Monday, Oil prices ascended as futures traders bet the market, saying that it may have bottomed after a recent sudden collapse. Traders claimed that the rise in prices came accompanied by speculative traders upping their investment into crude futures, by taking on large volumes of long positions which would profit from a further price rise.
This is even as physical markets remain bloated by glut in supplies, especially from a relentless rise in the United States drilling.
The rise in new long positions comes after Brent and West Texas Intermediate crude futures have fallen by around 10% below their opening levels on May 25th, when the OPEC-led policy which regards to cutting oil supply to balance the glut in the market and inventories was extended to cover the first quarter of 2018, instead of expiring this June.
At 0101 GMT, Brent crude futures were trading at $48.44 per barrel, which is up by 29 cents or 0.6% from their last close. In addition, United States West Texas Intermediate crude futures were at $46.09 per barrel, up by 26 cents or 0.6%.

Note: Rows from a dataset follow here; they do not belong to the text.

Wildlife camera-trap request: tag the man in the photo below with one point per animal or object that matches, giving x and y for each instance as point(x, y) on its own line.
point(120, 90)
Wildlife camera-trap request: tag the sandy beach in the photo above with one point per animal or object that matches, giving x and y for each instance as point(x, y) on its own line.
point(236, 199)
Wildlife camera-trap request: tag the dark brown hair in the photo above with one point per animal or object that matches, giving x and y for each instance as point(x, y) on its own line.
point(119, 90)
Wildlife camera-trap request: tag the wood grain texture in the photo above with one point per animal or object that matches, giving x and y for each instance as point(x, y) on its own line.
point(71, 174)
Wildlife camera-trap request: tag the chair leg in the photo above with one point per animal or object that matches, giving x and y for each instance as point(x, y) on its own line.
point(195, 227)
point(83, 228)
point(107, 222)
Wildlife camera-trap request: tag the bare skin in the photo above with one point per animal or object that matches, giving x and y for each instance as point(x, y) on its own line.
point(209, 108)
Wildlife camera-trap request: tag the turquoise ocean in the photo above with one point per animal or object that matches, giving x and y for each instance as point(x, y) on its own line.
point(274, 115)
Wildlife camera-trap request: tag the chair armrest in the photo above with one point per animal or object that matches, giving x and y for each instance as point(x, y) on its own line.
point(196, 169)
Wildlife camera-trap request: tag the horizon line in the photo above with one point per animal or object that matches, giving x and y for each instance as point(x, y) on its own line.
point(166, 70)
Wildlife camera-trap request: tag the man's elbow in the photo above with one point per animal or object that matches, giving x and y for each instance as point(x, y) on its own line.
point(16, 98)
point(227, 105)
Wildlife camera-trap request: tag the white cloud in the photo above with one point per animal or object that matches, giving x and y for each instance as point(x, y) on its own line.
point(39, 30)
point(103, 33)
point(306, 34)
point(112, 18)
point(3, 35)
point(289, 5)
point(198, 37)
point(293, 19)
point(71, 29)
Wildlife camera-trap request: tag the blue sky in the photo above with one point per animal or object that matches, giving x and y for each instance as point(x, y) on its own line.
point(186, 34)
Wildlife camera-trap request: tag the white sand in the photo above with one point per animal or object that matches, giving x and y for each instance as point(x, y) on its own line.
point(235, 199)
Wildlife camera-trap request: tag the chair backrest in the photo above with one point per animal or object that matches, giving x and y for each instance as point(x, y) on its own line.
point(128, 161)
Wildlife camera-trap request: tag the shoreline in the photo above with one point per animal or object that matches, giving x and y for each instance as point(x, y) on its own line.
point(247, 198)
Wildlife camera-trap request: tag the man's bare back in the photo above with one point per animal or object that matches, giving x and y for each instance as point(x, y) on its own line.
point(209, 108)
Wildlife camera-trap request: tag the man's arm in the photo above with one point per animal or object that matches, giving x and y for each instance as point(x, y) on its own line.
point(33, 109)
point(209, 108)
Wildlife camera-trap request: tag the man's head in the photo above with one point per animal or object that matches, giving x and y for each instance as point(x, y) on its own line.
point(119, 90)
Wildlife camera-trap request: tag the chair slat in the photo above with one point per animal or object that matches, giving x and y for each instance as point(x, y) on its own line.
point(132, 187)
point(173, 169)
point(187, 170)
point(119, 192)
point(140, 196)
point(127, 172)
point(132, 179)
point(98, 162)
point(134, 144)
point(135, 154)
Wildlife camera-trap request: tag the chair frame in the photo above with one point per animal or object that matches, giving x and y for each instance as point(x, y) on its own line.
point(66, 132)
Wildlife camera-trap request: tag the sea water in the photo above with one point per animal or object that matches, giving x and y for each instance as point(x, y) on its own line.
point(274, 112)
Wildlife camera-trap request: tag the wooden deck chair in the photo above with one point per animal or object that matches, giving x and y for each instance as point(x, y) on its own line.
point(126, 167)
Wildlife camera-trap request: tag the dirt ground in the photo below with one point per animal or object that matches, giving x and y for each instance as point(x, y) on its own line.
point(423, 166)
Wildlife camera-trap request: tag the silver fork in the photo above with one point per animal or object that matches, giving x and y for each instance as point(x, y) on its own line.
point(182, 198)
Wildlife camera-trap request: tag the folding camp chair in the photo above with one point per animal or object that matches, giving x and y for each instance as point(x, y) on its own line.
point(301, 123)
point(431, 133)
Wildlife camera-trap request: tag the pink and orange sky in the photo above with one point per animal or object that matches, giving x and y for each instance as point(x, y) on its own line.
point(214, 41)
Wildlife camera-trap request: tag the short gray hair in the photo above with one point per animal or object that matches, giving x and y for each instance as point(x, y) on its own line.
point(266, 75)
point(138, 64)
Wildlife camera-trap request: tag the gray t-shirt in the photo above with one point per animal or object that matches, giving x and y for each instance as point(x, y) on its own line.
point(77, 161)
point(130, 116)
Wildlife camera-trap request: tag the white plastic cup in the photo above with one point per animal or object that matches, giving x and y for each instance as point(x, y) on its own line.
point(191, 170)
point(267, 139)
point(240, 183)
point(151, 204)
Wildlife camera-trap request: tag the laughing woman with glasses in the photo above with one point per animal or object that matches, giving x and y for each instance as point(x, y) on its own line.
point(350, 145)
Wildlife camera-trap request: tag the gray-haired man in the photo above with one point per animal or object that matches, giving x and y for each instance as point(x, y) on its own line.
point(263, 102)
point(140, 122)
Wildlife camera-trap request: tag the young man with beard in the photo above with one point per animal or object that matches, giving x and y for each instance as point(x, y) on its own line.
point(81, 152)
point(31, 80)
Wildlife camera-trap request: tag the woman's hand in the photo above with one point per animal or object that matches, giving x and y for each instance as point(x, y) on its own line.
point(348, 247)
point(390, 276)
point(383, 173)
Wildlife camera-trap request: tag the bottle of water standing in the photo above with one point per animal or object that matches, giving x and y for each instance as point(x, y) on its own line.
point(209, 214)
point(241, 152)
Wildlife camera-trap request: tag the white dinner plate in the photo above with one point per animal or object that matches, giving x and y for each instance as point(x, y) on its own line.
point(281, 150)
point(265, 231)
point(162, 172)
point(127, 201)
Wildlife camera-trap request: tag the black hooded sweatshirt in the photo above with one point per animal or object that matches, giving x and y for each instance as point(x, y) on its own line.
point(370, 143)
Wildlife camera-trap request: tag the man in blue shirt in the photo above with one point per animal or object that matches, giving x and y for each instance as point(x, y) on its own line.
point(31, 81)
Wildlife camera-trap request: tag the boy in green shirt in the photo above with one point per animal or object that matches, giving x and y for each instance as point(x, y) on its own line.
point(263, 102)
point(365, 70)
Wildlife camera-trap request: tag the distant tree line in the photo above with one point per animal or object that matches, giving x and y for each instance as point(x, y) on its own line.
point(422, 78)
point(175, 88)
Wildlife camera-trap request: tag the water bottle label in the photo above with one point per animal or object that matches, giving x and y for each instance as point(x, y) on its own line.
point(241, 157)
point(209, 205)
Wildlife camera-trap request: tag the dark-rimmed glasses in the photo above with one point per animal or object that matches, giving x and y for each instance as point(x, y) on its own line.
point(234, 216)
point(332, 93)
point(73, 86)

While the financial market tends to have some confidence that prices may have bottomed out, the physical market remains bloated, especially due to a rise in the United States drilling for a new oil production. In addition, energy services firm Baker Hughes Inc. BHI.N claimed on Friday, that the United States energy firms added eight oil rigs in the week to June 9, bringing the total count up to 741, the most since April 2015.
In relevance to this, the ongoing drive to find new oil has driven up United States supply by more than 10% since mid-2016, to over 9.3 million barrel per day, a figure by the United States Energy Information Administration or EIA claims will likely to rise above 10 million barrel per day by 2018, challenging the top exporter: Saudi Arabia.